Lubię gości, szczególnie jeśli nie burzą naszych codziennych rytuałów. Od jakiegoś czasu mieszkają z nami Janie i Nieja. Są to wręcz niewidoczne osoby. Nie przeszkadzają w codziennym życiu, przesypiają całe noce. Nie jedzą u nas, widocznie stołują się gdzie indziej. Lubią bawić się z moimi dziećmi, nigdy się z nimi nie kłócą, oddają zabawki, oglądają bajki. Potrafią cały dzień grać w ping ponga albo piłkę nożną. Widziałam nawet, że uczyli się razem zasad baseballa.
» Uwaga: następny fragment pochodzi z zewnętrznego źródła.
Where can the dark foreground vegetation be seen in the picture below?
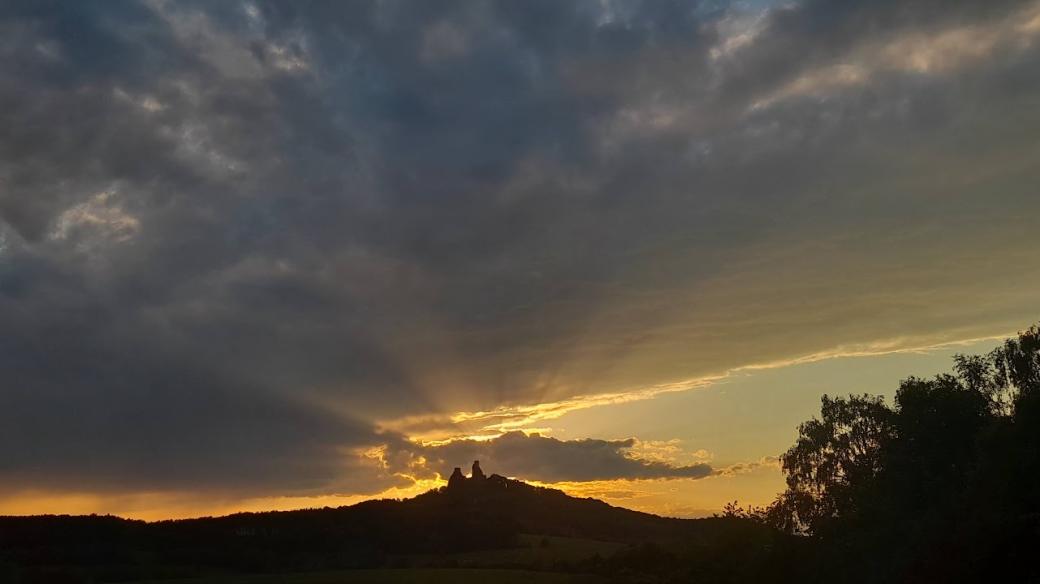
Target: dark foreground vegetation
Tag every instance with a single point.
(941, 486)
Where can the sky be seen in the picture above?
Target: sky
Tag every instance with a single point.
(278, 255)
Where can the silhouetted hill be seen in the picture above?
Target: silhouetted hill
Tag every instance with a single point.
(477, 513)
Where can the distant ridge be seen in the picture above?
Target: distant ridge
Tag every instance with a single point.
(474, 513)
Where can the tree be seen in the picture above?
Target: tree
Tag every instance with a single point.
(835, 460)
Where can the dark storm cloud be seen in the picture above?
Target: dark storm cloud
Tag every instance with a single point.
(545, 458)
(235, 237)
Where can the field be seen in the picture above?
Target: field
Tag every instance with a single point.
(424, 576)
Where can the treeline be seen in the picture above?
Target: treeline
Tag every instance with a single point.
(943, 485)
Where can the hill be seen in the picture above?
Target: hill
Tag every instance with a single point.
(486, 522)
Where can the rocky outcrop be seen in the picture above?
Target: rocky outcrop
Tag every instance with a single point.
(457, 479)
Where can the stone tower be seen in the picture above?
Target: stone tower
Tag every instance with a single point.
(457, 479)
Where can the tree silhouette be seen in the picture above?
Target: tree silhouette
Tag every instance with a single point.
(944, 485)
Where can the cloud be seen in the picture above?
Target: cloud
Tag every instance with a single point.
(548, 459)
(240, 242)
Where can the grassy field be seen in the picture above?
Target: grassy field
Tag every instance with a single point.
(423, 576)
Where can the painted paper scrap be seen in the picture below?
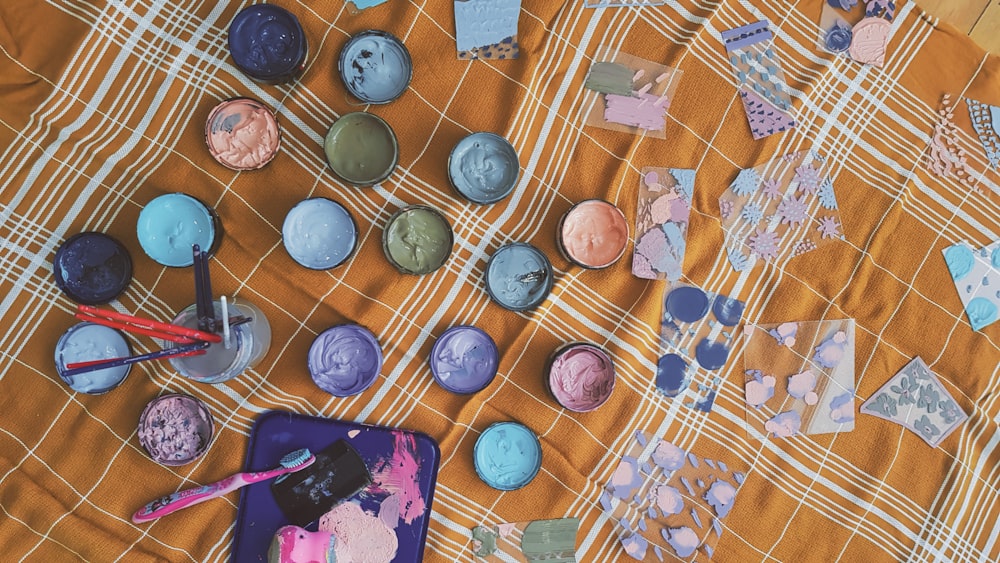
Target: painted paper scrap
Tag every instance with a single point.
(916, 399)
(976, 274)
(799, 377)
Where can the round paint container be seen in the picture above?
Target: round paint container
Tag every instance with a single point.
(249, 342)
(417, 240)
(593, 234)
(170, 224)
(361, 149)
(518, 277)
(175, 429)
(268, 43)
(92, 268)
(85, 342)
(242, 134)
(319, 233)
(580, 376)
(345, 360)
(483, 168)
(464, 359)
(507, 456)
(375, 67)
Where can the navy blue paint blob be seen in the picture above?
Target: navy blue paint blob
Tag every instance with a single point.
(711, 355)
(92, 268)
(671, 374)
(727, 311)
(687, 304)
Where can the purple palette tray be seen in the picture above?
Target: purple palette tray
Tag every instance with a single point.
(276, 433)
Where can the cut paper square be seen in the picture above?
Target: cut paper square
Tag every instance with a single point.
(487, 29)
(661, 222)
(799, 377)
(630, 94)
(915, 398)
(668, 501)
(780, 209)
(536, 540)
(697, 328)
(976, 274)
(759, 79)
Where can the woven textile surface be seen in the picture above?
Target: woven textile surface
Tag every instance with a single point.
(103, 105)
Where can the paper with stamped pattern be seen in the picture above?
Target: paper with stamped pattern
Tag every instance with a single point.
(916, 399)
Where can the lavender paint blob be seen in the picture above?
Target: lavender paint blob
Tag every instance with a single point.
(345, 360)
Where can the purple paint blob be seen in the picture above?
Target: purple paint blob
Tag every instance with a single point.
(345, 360)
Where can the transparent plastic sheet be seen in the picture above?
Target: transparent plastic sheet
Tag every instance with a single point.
(800, 377)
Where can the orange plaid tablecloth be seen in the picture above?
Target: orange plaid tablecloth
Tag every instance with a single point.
(102, 106)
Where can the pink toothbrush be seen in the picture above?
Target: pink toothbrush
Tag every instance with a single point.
(292, 462)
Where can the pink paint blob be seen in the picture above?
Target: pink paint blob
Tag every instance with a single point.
(581, 377)
(593, 234)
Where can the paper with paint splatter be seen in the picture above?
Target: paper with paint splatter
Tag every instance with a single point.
(976, 274)
(916, 399)
(661, 222)
(759, 78)
(799, 377)
(630, 94)
(537, 540)
(779, 210)
(697, 329)
(669, 502)
(487, 29)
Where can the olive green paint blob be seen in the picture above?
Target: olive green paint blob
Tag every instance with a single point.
(609, 78)
(361, 148)
(417, 240)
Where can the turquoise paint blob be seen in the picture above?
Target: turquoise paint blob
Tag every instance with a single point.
(507, 456)
(170, 224)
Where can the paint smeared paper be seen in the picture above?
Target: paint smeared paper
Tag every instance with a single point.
(487, 29)
(916, 399)
(799, 377)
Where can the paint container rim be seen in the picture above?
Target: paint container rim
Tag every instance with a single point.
(443, 338)
(61, 365)
(369, 338)
(354, 226)
(214, 221)
(537, 450)
(546, 265)
(508, 150)
(285, 74)
(395, 149)
(60, 278)
(569, 257)
(399, 213)
(407, 63)
(568, 347)
(202, 409)
(271, 116)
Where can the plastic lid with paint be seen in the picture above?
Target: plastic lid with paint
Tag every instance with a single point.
(175, 429)
(345, 360)
(242, 134)
(417, 240)
(361, 149)
(593, 234)
(267, 43)
(518, 277)
(319, 233)
(85, 342)
(170, 224)
(375, 67)
(92, 268)
(464, 359)
(581, 376)
(483, 168)
(507, 456)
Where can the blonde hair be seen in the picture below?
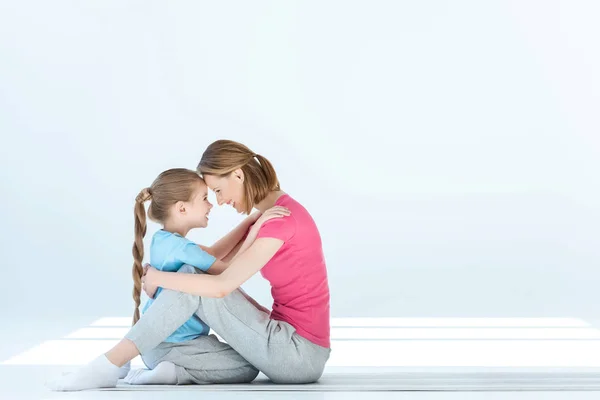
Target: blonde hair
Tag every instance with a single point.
(168, 188)
(225, 156)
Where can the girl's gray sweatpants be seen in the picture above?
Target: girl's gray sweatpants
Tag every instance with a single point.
(254, 341)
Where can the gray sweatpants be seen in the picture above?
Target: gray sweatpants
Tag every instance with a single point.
(253, 340)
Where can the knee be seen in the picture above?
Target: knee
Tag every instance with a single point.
(189, 269)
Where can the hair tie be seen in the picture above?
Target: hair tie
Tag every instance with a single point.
(144, 196)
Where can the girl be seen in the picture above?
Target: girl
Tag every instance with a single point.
(289, 345)
(179, 201)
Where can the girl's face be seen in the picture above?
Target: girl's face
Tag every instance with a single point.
(198, 208)
(229, 189)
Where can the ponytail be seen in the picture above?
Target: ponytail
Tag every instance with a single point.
(138, 248)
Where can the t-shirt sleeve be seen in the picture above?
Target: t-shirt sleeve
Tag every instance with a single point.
(190, 253)
(278, 228)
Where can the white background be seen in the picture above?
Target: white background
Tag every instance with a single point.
(448, 151)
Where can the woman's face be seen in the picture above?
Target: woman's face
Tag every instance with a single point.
(229, 189)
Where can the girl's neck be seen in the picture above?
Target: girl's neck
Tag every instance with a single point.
(269, 201)
(173, 228)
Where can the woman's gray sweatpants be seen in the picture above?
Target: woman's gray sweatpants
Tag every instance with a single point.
(253, 340)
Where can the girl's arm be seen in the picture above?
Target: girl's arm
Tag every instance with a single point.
(227, 243)
(221, 265)
(241, 269)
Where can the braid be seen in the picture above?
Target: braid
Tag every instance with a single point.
(138, 248)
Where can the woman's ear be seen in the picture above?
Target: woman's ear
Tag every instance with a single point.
(239, 175)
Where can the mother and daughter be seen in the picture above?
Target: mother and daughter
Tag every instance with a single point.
(194, 288)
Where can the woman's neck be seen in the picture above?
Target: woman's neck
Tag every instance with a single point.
(269, 201)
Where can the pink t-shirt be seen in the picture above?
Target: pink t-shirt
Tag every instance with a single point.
(297, 273)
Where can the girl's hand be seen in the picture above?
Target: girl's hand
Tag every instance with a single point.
(147, 280)
(254, 216)
(273, 212)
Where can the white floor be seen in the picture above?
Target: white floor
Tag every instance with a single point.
(34, 350)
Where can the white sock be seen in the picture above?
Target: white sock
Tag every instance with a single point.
(164, 373)
(125, 370)
(100, 373)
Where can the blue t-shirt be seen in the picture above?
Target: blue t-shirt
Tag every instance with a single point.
(168, 252)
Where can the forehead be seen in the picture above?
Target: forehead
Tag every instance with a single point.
(213, 181)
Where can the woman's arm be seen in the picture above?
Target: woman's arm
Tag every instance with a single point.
(227, 243)
(241, 269)
(221, 265)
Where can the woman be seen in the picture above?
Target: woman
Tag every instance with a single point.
(289, 345)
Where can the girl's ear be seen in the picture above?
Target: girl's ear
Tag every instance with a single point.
(180, 207)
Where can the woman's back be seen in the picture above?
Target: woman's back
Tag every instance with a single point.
(298, 274)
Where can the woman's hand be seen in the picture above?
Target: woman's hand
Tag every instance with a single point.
(148, 280)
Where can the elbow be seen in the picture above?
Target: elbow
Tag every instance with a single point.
(222, 290)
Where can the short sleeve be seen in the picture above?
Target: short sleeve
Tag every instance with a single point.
(190, 253)
(278, 228)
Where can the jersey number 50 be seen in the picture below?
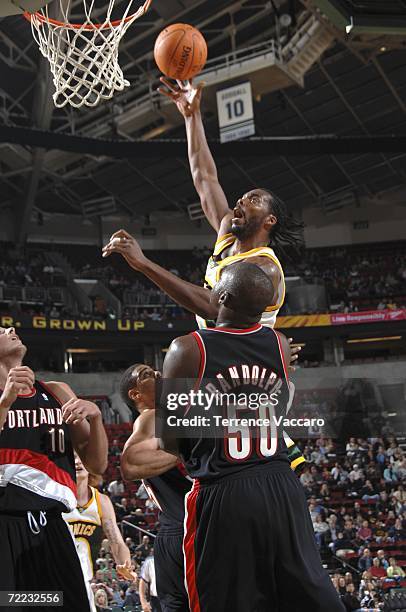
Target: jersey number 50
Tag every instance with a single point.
(240, 439)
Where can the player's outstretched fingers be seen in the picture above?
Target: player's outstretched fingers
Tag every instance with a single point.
(170, 85)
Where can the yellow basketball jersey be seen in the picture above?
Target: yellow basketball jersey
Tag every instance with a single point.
(85, 524)
(216, 266)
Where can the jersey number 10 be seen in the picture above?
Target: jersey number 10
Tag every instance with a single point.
(57, 440)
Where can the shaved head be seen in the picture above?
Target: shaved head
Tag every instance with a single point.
(244, 288)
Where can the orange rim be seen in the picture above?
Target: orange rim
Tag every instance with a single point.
(88, 26)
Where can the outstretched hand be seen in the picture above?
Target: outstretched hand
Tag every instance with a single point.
(126, 245)
(126, 571)
(186, 96)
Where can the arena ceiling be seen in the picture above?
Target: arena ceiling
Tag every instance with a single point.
(357, 88)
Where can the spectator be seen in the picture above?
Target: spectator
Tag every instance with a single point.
(349, 598)
(320, 529)
(101, 600)
(394, 571)
(365, 561)
(132, 597)
(116, 489)
(364, 533)
(377, 571)
(368, 492)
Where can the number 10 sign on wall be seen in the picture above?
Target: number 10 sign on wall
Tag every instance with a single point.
(235, 111)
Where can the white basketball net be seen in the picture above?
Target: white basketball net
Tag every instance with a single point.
(84, 57)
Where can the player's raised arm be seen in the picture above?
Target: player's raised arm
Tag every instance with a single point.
(119, 549)
(190, 296)
(204, 172)
(142, 457)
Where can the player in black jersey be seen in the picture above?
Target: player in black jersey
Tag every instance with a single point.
(40, 426)
(249, 542)
(165, 481)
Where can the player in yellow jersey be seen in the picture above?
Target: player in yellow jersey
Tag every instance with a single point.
(259, 219)
(91, 521)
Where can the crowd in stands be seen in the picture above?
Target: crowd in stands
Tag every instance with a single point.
(356, 495)
(357, 503)
(357, 277)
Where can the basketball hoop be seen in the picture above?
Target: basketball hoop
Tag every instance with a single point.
(83, 57)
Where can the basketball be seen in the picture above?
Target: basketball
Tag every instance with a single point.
(180, 51)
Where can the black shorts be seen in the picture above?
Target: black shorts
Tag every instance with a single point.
(43, 561)
(250, 546)
(169, 570)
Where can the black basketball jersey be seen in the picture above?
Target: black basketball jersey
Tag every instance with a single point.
(37, 467)
(246, 369)
(168, 492)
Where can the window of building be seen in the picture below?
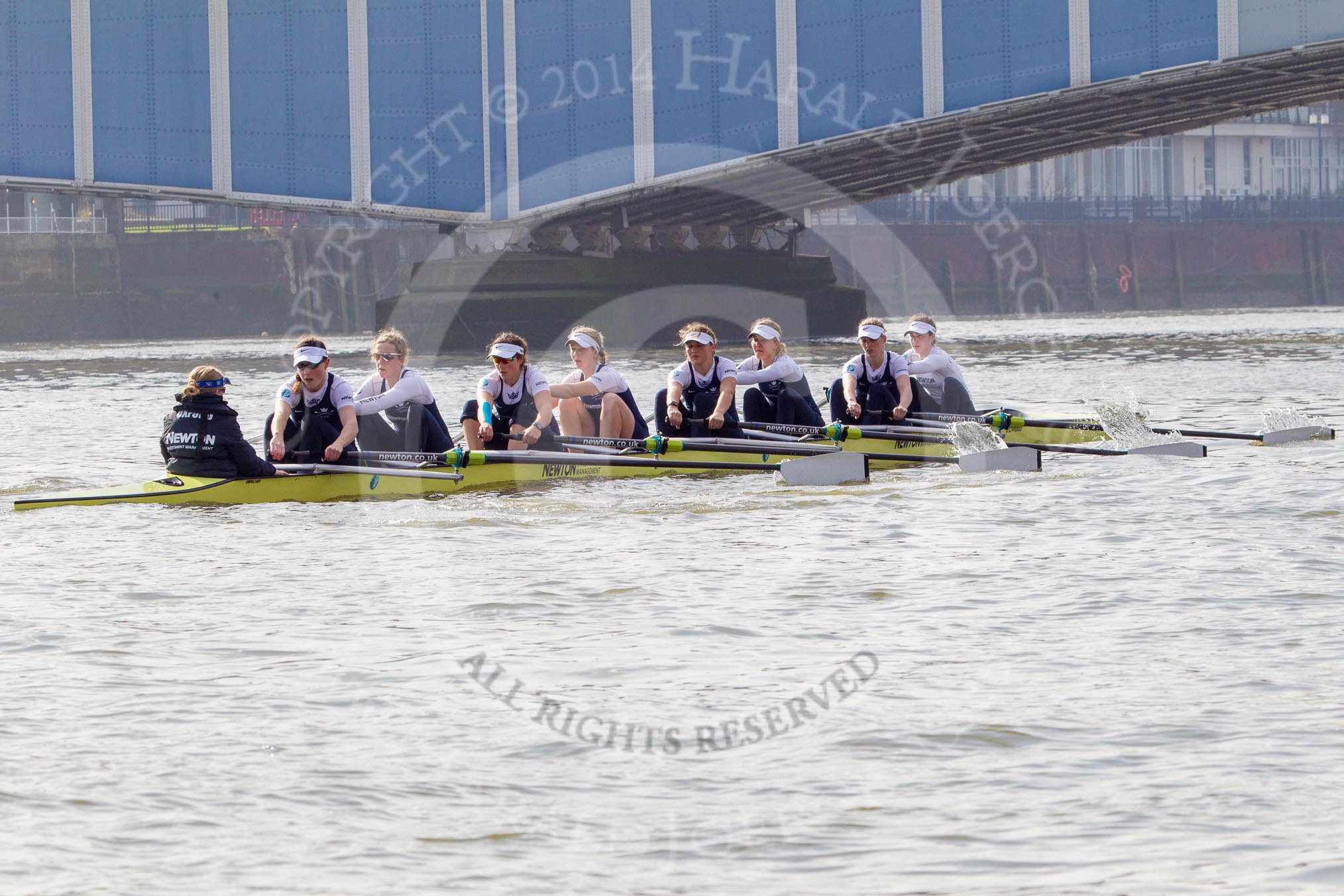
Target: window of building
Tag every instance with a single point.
(1210, 167)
Szczególnie upodobały sobie wspólne zabawy w chowanego czy berka na podwórku. Ile śmiechu jest przy tym!
Właściwie nie miałabym nic przeciwko ich pobytowi w naszym domu, bo aż miło się patrzy na taka brykającą z uśmiechem gromadkę, gdyby nie to, że Nieja bardzo często coś rozsypuje, wylewa i niszczy, a Janie krzyczy i skacze po łóżku. Razem robią niesamowity bałagan. Nawet nie wiem kiedy, wystarczy, że się odwrócę i bach! znowu coś leży przewrócone.
Wiadomo, że bałagan zawsze robi się sam, ale uczę wszystkie dzieci, że należy się do błędów przyznawać. Ile razy więc spytam z piorunującym wzrokiem „KTO TO ZROBIŁ?!”, słyszę tylko „To Nieja!” albo „Janie!!!”.
Mimo wszystko strasznie są nieśmiali, bo nie wychodzą z ukrycia jak ich zawołam, nawet jeśli obiecam czekoladkę.
O, słyszę, że rozbili szybę w oknie! Chyba będę musiała porozmawiać w końcu z ich rodzicami.